Davacı                                                   : Ç. E.

          Vekilleri                         : Av. Ö. T. Av. S. H. Av. D. Ö.

          Davalı                                                  : Sosyal Güvenlik Kurumu Başkanlığı

          Vekilleri                         : Av. E. Y. Av. K. C. E. Av. N. K.

 

          O L A Y                        :Davacı vekili dava dilekçesinde özetle; davacının geçirdiği kalp rahatsızlığı nedeniyle kullanılan ilaçlı stent bedeli olan 12.320,01 TL'nin ödenmesi istemiyle yaptığı başvurunun reddine ilişkin 09.01.2013 gün ve 82127 sayılı Bahçelievler Sağlık Sosyal Güvenlik Merkezi işleminin iptali ile ödenmeyen 12.320,01 TL'nin yasal faizi ile birlikte ödenmesine karar verilmesi istemiyle 08.03.2013 tarihinde idari yargı yerinde dava açmıştır.
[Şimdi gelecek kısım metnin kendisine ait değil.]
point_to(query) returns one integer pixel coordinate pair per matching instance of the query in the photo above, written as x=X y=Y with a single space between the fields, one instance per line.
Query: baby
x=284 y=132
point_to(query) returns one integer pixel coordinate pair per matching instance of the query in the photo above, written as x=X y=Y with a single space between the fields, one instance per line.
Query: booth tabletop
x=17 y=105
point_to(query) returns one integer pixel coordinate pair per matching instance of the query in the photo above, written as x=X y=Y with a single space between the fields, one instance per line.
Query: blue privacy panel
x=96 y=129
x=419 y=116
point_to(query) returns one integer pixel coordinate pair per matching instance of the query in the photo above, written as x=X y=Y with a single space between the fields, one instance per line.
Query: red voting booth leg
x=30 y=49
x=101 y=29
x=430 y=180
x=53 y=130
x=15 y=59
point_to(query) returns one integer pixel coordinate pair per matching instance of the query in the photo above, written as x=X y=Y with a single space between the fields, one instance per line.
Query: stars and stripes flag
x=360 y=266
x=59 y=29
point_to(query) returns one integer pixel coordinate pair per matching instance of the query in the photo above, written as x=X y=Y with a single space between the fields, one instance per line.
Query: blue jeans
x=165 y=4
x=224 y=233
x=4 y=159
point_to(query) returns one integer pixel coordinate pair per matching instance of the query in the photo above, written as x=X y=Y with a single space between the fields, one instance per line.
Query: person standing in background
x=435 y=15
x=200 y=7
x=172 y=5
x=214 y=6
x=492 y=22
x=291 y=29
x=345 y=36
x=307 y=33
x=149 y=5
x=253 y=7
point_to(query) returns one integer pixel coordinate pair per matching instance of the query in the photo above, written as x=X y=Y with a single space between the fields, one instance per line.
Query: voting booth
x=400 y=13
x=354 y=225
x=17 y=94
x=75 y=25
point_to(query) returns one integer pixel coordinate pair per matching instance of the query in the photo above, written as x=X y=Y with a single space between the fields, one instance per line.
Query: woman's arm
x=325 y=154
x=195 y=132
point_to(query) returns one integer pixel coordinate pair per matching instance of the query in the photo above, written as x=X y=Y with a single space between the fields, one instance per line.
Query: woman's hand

          ANKARA 1. İDARE MAHKEMESİ: 05.12.2014 gün ve E:2013/354, K:2014/2156 sayılı dosyada “5434 sayılı Emekli Sandığı Kanunu'nun geçici 139. maddesinde; tedavi giderine ilişkin hükümler yer almakta iken, bu Kanunun anılan hükmünün de yer aldığı bir kısım hükümlerini yürürlükten kaldıran ve Emekli Sandığına ilişkin getirilen hükümleri 1 Ekim 2008 tarihinden itibaren yürürlüğe giren 5510 sayılı Sosyal Sigortalar ve Genel Sağlık Sigortası Kanunu'nun 1. maddesinde; bu Kanunun amacının, sosyal sigortalar ile genel sağlık sigortası bakımından kişisel güvence altına almak, bu sigortalardan yararlanacak kişileri ve sağlanacak haklan, bu haklardan yararlanma şartlan ile finansman ve karşılanma yöntemlerini belirlemek, sosyal sigortaların ve genel sağlık sigortasının işleyişi ile ilgili usul ve esasları düzenlemek olduğu belirtilmiş, "Finansmanı sağlanan sağlık hizmetleri ve süresi" başlıklı 63. maddesinin 1. fıkrasında; Genel sağlık sigortalısının ve bakmakla yükümlü olduğu kişilerin sağlıklı kalmalarını; hastalanmaları halinde sağlıklarını kazanmalarını; iş kazası ile meslek hastalığı, hastalık ve analık sonucu tıbben gerekli görülen sağlık hizmetlerinin karşılanmasını, iş göremezlik hallerinin ortadan kaldırılması veya azaltılmasını temin etmek amacıyla Kurumca finansmanı sağlanacak sağlık hizmetleri sayılmış olup, (f) bendinde, "Yukarıdaki bentler gereğince sağlanacak sağlık hizmetleriyle ilgili teşhis ve tedavileri için gerekli olabilecek kan ve kan ürünleri, kemik iliği, aşı, ilaç, ortez, protez, tıbbî araç ve gereç, kipi kullanımına mahsus tıbbî cihaz, tıbbî sarf, iyileştirici nitelikteki tıbbî sarf malzemelerinin sağlanması, takılması, garanti süresi sonrası bakımı, onarılması ve yenilenmesi hizmetleri." bu kapsamda değerlendirilmiş, 2. fıkrasında da, "Kurum, finansmanı sağlanacak sağlık hizmetlerinin teşhis ve tedavi yöntemleri ile (f) bendinde belirtilen sağlık hizmetlerinin türlerini, miktarlarını ve kullanım sürelerini, ödeme usûl ve esaslarını Sağlık Bakanlığı'nın görüşünü alarak belirlemeye yetkilidir. Kurum, bu amaçla komisyonlar kurabilir, ulusal ve uluslararası tüzel kişilerle işbirliği yapabilir. Komisyonların çalışma usûl ve esasları Maliye Bakanlığı ile Sağlık Bakanlığı'nın görüşü alınarak Kurumca belirlenir." hükmüne yer verilmiş, 64. maddesinde ise; Kurumca finansmanı sağlanmayacak sağlık hizmetleri sayılmıştır:

          Adı geçen Kanunun 101. maddesinde, "Bu Kanunda aksine hüküm bulunmayan hallerde, bu Kanun hükümlerinin uygulanmasıyla ilgili ortaya çıkan uyuşmazlıklar İş Mahkemelerinde görülür." hükmü getirilmiştir.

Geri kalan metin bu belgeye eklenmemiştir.